Acórdão nº 1478/10.0TBMGR.C1 de Court of Appeal of Coimbra (Portugal), 17 de Abril de 2012

Magistrado ResponsávelMOREIRA DO CARMO
Data da Resolução17 de Abril de 2012
EmissorCourt of Appeal of Coimbra (Portugal)

I – Relatório 1. C (…), divorciada, residente na Marinha Grande, propôs a presente acção declarativa com processo comum e forma ordinária contra Instituto da Segurança Social, I.P. - Centro Nacional de Pensões, com sede em Lisboa, pedindo seja declarado que a autora é titular das prestações por morte, no âmbito do regime da segurança social decorrente da morte de J (…) e o réu condenado a reconhecê-lo.
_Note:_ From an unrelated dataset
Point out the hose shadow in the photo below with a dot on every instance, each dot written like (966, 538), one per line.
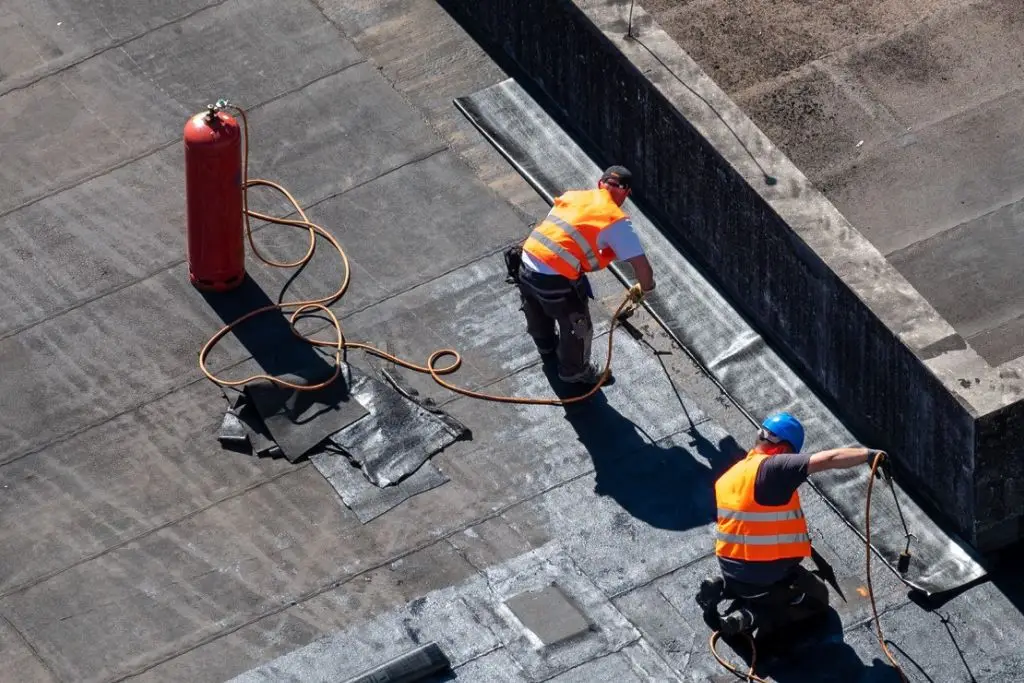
(267, 337)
Para tanto alegou, em síntese, que no dia 10 de Maio de 2010 faleceu J (…), com quem a autora viveu desde o mês de Novembro de 1996 até à data da sua morte, partilhando a mesma cama, tomando as suas refeições, passeando e saindo juntos, tendo o mesmo circulo de amigos, cada um contribuindo com o que auferia para a aquisição de todos os bens alimentares, móveis e outros para a habitação. Mais alegou que os seus pais já faleceram, não tem filhos e não obstante ter irmãos, os mesmos não têm condições para a auxiliar economicamente, o mesmo sucedendo com o seu ex-cônjuge. Que a autora encontra-se reformada auferindo reforma de 303,23 €, acrescida de complemento de reforma para idosos no montante de 70 €, sendo a sua reforma insuficiente para fazer face às suas despesas de alimentação, vestuário, electricidade, gás, renda de casa e demais encargos e despesas indispensáveis para a sua subsistência, não existindo bens na herança do falecido.
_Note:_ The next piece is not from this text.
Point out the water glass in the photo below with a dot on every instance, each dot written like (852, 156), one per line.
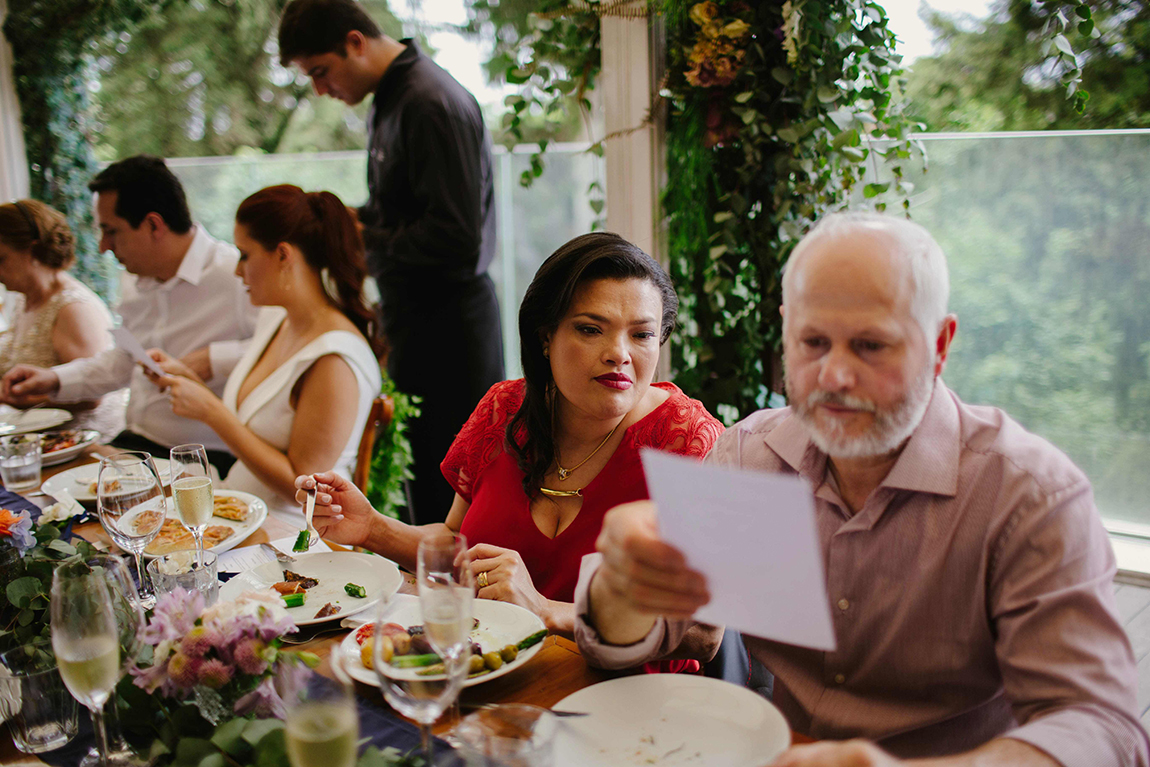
(20, 462)
(40, 711)
(510, 735)
(181, 570)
Contestou o Réu, impugnando alguns dos factos alegados pela autora, por não serem factos pessoais ou de que deva ter conhecimento. Mais alegou não ser aplicável o regime que decorre da Lei 23/2010 de 30.8 por se tratar de óbito ocorrido antes da sua entrada em vigor. Concluiu no sentido do pedido de reconhecimento da qualidade de titular de prestações por morte da Segurança Social, ser julgado de acordo com a prova que vier a ser produzida em audiência de julgamento.
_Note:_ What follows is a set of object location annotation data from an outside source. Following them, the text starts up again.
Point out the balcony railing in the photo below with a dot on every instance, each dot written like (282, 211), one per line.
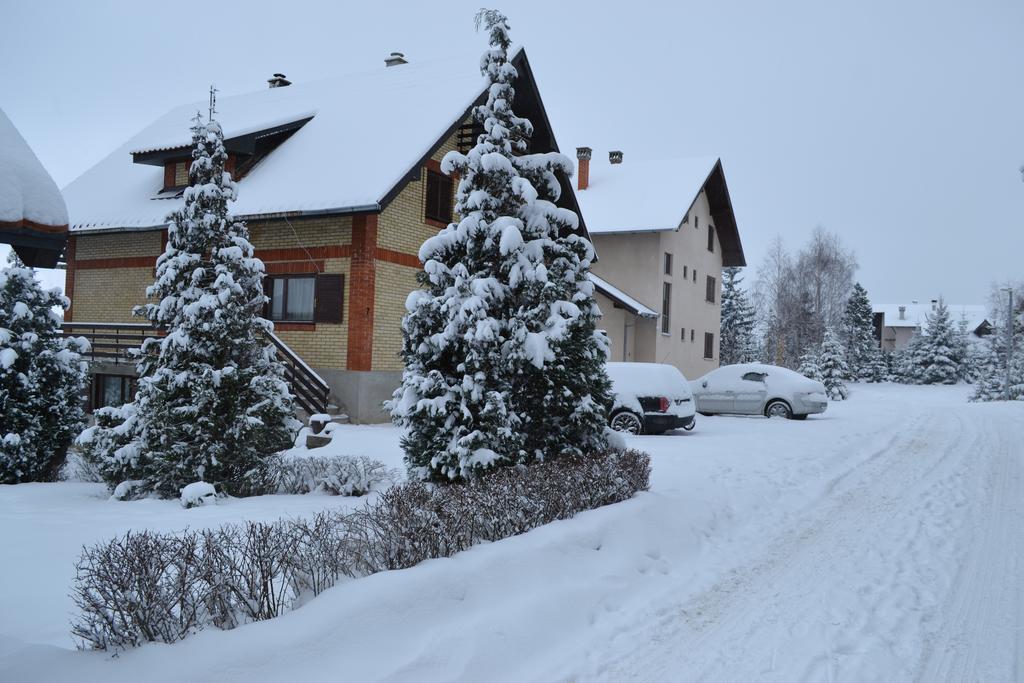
(116, 343)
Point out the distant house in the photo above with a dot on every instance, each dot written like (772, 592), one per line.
(340, 183)
(33, 216)
(896, 324)
(663, 231)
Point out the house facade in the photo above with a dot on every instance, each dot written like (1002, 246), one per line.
(663, 230)
(895, 325)
(338, 194)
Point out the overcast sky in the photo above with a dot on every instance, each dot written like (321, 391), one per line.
(897, 124)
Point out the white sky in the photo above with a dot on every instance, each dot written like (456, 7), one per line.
(897, 124)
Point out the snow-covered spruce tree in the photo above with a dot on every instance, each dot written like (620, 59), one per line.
(42, 377)
(810, 364)
(832, 366)
(212, 401)
(989, 382)
(737, 340)
(937, 354)
(858, 334)
(503, 361)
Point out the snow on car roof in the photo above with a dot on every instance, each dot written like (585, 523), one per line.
(647, 379)
(642, 196)
(368, 131)
(27, 190)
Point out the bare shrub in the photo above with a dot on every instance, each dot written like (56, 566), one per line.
(337, 475)
(161, 587)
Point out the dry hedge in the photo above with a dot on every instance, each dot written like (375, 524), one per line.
(161, 587)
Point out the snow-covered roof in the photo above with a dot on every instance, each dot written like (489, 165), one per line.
(655, 196)
(915, 314)
(369, 130)
(622, 298)
(28, 194)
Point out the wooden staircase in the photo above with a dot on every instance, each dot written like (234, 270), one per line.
(117, 343)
* A final foi proferida sentença que julgou a acção improcedente, e, consequentemente, foi o Réu absolvido do pedido.

* 2. A A. apresentou recurso, tendo formulado as seguintes conclusões: (…) 3. O Réu contra-alegou, pugnando pela manutenção do decidido.

II – Factos Provados 1. No dia 10 de Maio de 2010 faleceu J (…), com última residência habitual na Rua (...) Marinha Grande, no estado de divorciado.

  1. A Autora actualmente encontra-se reformada, auferindo, mensalmente reforma de € 303,23 acrescida de complemento de reforma para idosos no montante de € 70,00.

  2. O falecido J (...) era beneficiário da Instituição de Segurança Social.

  3. A autora viveu durante 15 anos com o então falecido J (…), até à data da sua morte, na mesma habitação.

  4. A autora e J (…) viveram juntos durante 15 anos, como se de dois cônjuges se tratasse.

  5. Partilhavam a mesma cama, relacionando-se afectiva e sexualmente.

  6. Tomando as refeições em conjunto.

  7. Passeando e saindo juntos.

  8. Tendo o mesmo círculo de amigos.

  9. Cada um contribuindo com o que auferia para a aquisição de todos os bens alimentares, móveis, electrodomésticos e outros que existem na morada onde viviam.

  10. O falecido cuidava da Autora quando esta se encontrava doente e ela dele.

  11. Auxiliando-se mutuamente no dia-a-dia.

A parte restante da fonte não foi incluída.